As I write this post at 8:18am, it is already 82 degrees with an 87% humidity. As the day progresses, it will just keep getting hotter and more humid.
Since this is an extreme change from where I live in Michigan and where I have been in Peru, I have quickly developed some changes to my normal lifestyle while in Puerto Alegria and Iquitos.
1. Buy cold bottles of frozen water (from the freezer) in stores in Iquitos.
2. Ride on the back of Gene´s bike
3. Play in the rain (very easy to do since it rains almost every day)
4. Take long, cold showers, with water that comes from the River Itaya.
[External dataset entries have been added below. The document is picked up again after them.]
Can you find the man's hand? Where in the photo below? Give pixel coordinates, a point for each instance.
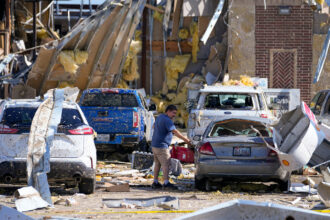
(179, 135)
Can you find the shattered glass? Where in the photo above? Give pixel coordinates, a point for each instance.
(236, 127)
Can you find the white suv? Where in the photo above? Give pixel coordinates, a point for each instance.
(72, 155)
(215, 102)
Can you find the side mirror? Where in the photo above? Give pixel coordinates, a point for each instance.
(197, 138)
(152, 107)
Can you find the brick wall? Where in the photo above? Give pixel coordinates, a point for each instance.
(285, 32)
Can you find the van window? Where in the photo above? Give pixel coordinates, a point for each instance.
(235, 127)
(109, 100)
(317, 102)
(23, 116)
(228, 101)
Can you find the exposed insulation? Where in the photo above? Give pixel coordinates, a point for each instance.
(80, 57)
(244, 81)
(159, 16)
(173, 67)
(65, 84)
(183, 34)
(66, 58)
(172, 84)
(161, 104)
(195, 41)
(171, 96)
(130, 69)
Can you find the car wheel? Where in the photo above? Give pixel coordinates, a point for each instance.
(285, 185)
(87, 186)
(200, 183)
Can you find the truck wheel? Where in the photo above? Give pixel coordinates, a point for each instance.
(200, 184)
(87, 186)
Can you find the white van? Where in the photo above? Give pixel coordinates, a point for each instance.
(72, 155)
(215, 102)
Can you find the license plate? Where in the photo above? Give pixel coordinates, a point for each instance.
(103, 137)
(242, 151)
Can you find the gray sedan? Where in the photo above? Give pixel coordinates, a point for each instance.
(231, 150)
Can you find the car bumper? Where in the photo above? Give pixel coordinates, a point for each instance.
(263, 170)
(125, 139)
(59, 171)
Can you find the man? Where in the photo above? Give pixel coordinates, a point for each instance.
(163, 132)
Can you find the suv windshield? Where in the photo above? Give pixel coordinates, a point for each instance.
(229, 101)
(235, 127)
(22, 116)
(110, 100)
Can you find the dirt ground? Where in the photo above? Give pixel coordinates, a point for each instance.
(91, 206)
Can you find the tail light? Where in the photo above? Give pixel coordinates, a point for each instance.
(264, 116)
(206, 149)
(272, 153)
(81, 130)
(135, 119)
(4, 129)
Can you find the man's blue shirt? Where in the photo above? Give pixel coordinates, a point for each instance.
(162, 136)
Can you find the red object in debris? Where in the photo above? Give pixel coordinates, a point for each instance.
(184, 154)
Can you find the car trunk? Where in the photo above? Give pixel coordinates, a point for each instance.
(240, 148)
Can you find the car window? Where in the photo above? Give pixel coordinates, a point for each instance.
(327, 107)
(143, 101)
(228, 101)
(317, 102)
(23, 116)
(240, 127)
(109, 100)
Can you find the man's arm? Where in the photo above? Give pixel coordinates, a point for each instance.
(179, 135)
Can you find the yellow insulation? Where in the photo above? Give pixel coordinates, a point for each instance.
(244, 81)
(195, 41)
(130, 69)
(42, 34)
(66, 58)
(80, 57)
(161, 104)
(173, 67)
(183, 34)
(171, 96)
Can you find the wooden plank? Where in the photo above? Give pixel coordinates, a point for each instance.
(118, 48)
(136, 21)
(171, 46)
(176, 18)
(106, 42)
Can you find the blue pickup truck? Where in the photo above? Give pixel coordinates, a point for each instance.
(119, 116)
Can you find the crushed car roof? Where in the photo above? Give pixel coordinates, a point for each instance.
(249, 118)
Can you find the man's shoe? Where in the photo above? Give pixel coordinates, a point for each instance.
(156, 185)
(169, 186)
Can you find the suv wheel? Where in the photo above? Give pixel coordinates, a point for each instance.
(142, 145)
(285, 185)
(200, 183)
(87, 186)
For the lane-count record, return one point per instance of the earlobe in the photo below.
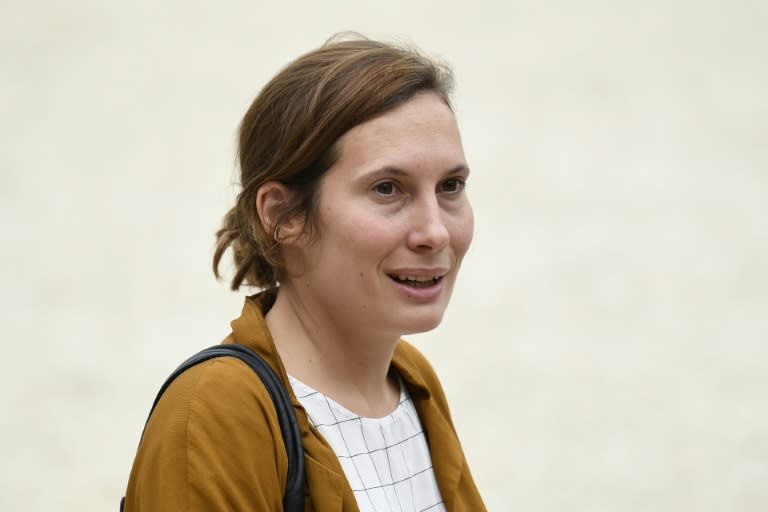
(272, 200)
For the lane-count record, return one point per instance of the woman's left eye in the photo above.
(452, 185)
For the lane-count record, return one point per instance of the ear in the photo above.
(272, 199)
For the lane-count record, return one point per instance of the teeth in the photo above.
(418, 279)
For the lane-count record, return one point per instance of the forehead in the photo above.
(420, 129)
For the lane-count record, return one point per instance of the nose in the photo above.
(429, 232)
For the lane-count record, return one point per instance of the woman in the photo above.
(353, 220)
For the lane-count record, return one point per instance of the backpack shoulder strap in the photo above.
(293, 498)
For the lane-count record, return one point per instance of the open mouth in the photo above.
(415, 281)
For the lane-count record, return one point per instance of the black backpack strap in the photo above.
(293, 498)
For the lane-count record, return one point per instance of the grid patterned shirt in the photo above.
(386, 460)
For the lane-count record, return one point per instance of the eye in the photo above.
(385, 188)
(452, 185)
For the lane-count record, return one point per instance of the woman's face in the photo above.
(394, 223)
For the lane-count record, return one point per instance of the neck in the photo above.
(348, 363)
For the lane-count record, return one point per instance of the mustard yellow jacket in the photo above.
(213, 442)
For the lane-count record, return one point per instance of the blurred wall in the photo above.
(617, 282)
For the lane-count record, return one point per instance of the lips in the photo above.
(415, 281)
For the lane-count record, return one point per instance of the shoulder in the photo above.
(204, 444)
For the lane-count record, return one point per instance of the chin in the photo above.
(420, 323)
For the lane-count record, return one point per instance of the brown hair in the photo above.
(290, 131)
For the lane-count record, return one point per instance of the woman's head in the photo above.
(291, 131)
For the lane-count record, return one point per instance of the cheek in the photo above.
(463, 231)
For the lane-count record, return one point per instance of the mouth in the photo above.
(415, 281)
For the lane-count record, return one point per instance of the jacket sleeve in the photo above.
(213, 443)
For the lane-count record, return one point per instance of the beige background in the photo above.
(606, 347)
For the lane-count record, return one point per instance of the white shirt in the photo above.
(386, 460)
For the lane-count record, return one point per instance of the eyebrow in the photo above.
(388, 169)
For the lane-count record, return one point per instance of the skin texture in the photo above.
(393, 204)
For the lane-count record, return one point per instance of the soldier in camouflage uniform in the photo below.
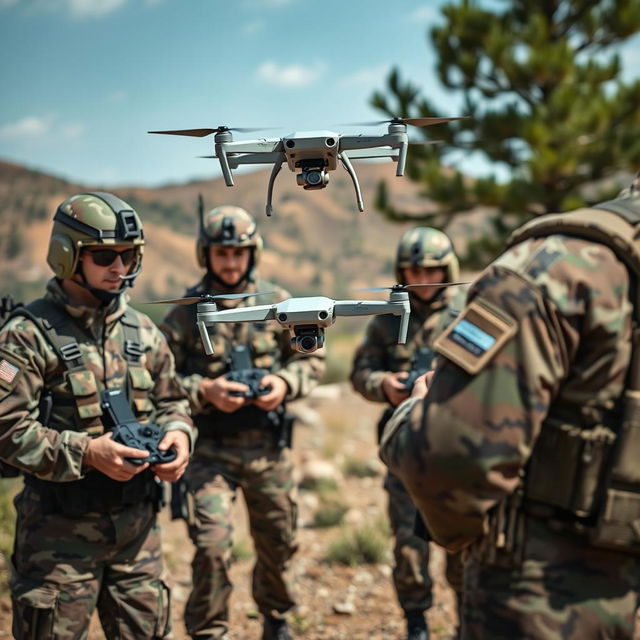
(525, 450)
(380, 367)
(242, 443)
(86, 532)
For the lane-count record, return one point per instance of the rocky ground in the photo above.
(336, 431)
(335, 601)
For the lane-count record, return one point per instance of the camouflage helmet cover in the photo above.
(427, 247)
(87, 219)
(227, 226)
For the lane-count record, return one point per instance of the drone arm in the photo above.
(402, 158)
(363, 308)
(272, 178)
(404, 323)
(344, 158)
(221, 154)
(244, 314)
(368, 142)
(204, 335)
(373, 153)
(254, 158)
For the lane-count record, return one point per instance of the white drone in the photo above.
(311, 154)
(305, 318)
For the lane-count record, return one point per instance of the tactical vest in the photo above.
(584, 470)
(72, 401)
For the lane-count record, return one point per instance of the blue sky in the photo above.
(84, 80)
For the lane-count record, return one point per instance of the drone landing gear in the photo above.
(346, 163)
(272, 178)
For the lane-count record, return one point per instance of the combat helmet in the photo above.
(89, 219)
(227, 226)
(427, 247)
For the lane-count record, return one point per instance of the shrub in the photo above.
(363, 545)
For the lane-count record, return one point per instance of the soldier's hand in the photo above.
(108, 456)
(216, 391)
(421, 385)
(393, 387)
(172, 471)
(276, 396)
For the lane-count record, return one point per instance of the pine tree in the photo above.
(541, 82)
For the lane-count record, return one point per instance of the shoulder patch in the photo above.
(475, 336)
(11, 368)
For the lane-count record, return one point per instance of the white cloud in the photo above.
(73, 130)
(292, 76)
(368, 77)
(27, 127)
(92, 8)
(42, 129)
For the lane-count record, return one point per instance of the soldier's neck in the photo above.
(78, 295)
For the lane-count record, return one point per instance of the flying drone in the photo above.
(306, 318)
(311, 154)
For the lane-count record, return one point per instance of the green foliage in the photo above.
(358, 468)
(330, 512)
(321, 486)
(541, 83)
(362, 545)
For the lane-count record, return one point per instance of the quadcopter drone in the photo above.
(306, 318)
(311, 154)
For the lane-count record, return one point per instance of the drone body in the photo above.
(305, 318)
(311, 155)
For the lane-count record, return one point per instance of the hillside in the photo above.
(316, 242)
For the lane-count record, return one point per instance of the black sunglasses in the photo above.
(106, 257)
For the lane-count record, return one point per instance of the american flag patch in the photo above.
(8, 371)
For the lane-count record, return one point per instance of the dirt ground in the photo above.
(338, 426)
5. Buy a chunk of ice for 50 centimos (about 17 cents) to take back to Puerto Alegria to have at dinner. (This never really works as well as it sounds since the ice almost completely melts on the way back from the city to the home.)
6. Wear light gaucho pans and thin t-shirts.
7. Swing in one of the hammocks down at the maloca (gazebo) at Puerto Alegria.
8. Sleep outside (but not during high malaria season).
Things that do not help avoid the heat (but I have done):
Help in the kitchen, hold a boy on your lap when on an overcrowded bus, sleep indoors since it is a high malaria season, wear a sweater, participate in a bonfire, sit in the sun keeping score and time for the daily soccer game, and wait at the dock for a boat back to Puerto Alegria.
Despite all this, there are so many great things about the Girasoles program and Puerto Alegria that it is worth living in the heat and humidity.